Second Order Derivative Action for Damage to Subsidiary
In Batya Holding Properties v. Tukatli the Jerusalem District Court approved a second order derivative action filed by shareholders of a parent company against a board member of a subsidiary for failure to promote the business of the subsidiary.
Under the standard doctrine of derivative actions, a director or shareholder of a company may initiate a derivative action against a third party on behalf of the company in certain circumstances if the company fails to take such action. The derivative action allows a shareholder to protect his derivative right as a shareholder (the direct right belongs to the company) if the company fails to protect such direct right.
The precedence of the ruling by Hon. Judge Solberg, is that in Batya Holdings the plaintiffs were shareholders only in the parent company, and therefore had no direct standing in the wholly owned subsidiary (since they were neither shareholders nor directors in the subsidiary).

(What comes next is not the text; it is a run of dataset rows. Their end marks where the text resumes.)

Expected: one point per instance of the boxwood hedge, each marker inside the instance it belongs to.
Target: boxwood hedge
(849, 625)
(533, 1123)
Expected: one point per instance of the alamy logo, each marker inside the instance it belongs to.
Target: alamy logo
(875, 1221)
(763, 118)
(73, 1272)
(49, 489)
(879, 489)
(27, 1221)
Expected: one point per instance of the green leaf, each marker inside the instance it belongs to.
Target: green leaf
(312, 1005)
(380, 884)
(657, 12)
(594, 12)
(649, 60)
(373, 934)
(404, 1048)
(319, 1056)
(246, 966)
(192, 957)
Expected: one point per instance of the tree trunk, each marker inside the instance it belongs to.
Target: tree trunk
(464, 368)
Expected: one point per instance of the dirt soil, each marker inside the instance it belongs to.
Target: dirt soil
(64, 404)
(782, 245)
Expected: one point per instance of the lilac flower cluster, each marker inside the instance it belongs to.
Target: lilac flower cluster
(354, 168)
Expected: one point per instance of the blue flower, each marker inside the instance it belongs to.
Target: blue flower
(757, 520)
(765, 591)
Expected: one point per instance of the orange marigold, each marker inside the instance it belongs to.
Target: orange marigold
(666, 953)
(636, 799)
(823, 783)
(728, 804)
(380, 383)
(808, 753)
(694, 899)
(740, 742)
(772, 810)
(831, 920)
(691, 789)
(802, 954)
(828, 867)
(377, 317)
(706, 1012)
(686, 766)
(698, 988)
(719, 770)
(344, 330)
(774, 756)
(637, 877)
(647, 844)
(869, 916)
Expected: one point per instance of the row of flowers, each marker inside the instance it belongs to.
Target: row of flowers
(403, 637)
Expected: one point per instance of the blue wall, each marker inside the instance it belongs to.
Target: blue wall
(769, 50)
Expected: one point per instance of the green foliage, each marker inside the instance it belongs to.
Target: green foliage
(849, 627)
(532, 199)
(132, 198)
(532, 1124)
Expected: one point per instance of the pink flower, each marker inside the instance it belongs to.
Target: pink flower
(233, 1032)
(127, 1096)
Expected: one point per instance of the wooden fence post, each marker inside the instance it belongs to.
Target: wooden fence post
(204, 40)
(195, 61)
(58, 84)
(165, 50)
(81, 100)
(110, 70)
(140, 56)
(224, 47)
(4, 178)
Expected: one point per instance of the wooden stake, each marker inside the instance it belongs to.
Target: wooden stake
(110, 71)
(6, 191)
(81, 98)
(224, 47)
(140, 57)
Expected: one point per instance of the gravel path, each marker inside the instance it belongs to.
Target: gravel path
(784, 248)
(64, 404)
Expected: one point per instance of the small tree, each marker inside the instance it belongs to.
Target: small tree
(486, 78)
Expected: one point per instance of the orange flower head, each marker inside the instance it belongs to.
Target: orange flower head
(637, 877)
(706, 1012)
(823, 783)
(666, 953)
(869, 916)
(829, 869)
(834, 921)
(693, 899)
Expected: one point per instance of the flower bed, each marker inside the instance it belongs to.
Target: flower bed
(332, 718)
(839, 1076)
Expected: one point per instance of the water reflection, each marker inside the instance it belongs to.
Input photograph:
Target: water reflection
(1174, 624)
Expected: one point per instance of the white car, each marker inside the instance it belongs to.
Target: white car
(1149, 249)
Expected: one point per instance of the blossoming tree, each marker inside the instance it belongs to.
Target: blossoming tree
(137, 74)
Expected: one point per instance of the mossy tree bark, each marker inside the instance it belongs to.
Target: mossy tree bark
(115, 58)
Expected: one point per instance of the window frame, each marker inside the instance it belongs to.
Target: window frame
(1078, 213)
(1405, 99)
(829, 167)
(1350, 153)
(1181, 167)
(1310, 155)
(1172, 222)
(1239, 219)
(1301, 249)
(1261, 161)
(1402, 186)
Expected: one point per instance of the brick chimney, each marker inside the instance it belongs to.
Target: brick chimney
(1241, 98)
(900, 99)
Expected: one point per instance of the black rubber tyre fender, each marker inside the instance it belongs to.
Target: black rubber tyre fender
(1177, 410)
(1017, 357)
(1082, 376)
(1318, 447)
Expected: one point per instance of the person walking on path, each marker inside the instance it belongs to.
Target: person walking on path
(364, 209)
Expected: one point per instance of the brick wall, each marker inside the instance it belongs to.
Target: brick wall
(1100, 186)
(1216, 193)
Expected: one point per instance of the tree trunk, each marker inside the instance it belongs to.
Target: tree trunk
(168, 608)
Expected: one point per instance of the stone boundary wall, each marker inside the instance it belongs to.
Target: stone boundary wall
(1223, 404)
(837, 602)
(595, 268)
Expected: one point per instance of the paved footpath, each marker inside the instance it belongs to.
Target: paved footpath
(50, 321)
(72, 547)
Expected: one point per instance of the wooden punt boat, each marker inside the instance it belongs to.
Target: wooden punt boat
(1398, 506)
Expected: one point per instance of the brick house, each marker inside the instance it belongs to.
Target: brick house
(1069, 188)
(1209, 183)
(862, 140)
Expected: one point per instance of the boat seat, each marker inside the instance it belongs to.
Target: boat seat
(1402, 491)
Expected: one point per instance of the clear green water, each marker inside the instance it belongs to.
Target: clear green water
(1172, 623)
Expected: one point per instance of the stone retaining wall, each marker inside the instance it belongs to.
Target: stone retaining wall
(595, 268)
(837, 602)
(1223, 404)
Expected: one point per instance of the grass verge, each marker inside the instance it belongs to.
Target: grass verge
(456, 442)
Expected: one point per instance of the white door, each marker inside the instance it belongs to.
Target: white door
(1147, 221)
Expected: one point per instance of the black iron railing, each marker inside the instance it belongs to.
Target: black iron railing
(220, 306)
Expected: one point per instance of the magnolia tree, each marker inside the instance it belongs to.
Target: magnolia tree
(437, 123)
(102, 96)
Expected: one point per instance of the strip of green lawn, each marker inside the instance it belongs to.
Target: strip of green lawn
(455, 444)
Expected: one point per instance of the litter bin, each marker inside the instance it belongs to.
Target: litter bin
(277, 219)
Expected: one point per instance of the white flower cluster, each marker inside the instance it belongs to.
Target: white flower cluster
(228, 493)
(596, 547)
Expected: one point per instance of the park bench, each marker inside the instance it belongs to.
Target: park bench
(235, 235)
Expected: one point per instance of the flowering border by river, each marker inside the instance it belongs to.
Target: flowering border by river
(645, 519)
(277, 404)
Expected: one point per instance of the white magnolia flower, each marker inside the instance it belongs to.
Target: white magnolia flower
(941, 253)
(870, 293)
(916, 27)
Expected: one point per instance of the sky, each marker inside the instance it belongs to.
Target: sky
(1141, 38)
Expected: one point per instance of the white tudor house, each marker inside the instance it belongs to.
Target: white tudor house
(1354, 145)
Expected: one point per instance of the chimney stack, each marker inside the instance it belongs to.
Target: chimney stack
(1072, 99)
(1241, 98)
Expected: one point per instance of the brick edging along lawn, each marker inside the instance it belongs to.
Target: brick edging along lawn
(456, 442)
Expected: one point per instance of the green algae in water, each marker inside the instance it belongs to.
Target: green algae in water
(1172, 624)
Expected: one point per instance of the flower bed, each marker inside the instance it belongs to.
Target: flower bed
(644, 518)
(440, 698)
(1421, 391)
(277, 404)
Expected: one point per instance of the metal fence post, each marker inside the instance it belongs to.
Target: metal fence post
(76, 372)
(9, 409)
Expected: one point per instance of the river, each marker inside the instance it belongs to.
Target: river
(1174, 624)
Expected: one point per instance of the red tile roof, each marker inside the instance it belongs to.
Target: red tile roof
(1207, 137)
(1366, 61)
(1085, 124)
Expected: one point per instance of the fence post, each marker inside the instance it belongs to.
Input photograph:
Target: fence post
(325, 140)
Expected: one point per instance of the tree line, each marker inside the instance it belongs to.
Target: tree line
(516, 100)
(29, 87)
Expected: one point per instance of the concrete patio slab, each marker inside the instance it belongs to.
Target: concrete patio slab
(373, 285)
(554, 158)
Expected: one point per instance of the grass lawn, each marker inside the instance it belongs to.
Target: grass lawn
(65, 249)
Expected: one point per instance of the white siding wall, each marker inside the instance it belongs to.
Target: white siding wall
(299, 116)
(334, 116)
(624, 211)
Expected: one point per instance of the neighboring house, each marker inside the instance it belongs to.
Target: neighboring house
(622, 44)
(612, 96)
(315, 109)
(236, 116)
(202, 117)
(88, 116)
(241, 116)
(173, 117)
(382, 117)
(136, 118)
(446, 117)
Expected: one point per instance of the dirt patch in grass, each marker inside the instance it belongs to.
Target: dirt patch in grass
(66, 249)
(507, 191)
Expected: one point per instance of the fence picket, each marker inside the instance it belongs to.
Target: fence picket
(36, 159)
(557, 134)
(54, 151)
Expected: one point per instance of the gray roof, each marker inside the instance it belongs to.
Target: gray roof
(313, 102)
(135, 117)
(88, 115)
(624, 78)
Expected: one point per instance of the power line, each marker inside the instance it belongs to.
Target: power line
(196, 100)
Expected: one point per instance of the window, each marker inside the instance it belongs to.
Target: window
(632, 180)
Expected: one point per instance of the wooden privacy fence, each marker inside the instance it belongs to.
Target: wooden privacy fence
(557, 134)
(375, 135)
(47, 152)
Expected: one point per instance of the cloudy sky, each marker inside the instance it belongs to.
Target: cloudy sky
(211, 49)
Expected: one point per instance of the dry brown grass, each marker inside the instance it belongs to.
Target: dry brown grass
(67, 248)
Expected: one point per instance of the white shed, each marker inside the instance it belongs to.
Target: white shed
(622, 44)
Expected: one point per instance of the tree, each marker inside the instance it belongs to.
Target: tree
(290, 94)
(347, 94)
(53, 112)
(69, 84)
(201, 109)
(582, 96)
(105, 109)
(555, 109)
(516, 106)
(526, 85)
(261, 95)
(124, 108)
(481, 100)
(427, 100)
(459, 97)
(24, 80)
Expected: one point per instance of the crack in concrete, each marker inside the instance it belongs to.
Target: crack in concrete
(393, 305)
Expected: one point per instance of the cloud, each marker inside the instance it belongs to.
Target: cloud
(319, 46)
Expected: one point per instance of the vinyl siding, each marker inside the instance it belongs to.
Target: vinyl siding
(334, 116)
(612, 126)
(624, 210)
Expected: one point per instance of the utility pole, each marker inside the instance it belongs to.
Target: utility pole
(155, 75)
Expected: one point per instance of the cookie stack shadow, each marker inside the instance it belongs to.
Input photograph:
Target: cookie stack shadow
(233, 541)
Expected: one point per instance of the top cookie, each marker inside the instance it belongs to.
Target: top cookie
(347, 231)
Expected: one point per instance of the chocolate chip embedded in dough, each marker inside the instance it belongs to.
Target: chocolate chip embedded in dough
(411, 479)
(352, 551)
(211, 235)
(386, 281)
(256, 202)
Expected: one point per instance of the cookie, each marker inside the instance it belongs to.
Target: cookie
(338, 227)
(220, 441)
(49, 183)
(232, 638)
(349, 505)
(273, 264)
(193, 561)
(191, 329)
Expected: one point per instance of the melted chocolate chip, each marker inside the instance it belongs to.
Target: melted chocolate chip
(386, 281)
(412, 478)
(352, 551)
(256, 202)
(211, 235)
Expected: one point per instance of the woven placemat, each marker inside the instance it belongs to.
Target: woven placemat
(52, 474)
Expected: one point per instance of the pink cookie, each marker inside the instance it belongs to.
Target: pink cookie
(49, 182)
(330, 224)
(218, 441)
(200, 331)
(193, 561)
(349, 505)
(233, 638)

Batya Holdings dealt with an anomaly – the plaintiffs were the owners of 99.7% of the parent company, but had the right to appoint only one of the two directors. The minority shareholders had the right to appoint the second director. The structure of the board of the subsidiary reflected the same arrangement. The director appointed by the minority (to the board of both the parent and the subsidiary) refused to act until her demand for management fees from the subsidiary was settled. The refusal led to a dead-lock that endangered the main asset of the subsidiary.
Allowing the derivative action Judge Solberg reasoned that since the failure to act would have caused damage to the subsidiary, and the parent is the sole owner of the subsidiary, the parent had a cause of action against the director. Therefore, the shareholders of the parent had a derivative cause of action against the director of the subsidiary on behalf of the parent.
Since the cause of action of the parent was a derivative cause (as a shareholder of the subsidiary), the de facto the ruling in Batya Holdings permits a derivative action from a second order (the shareholders’ derivative action, enforcing the parent’s derivative cause of action).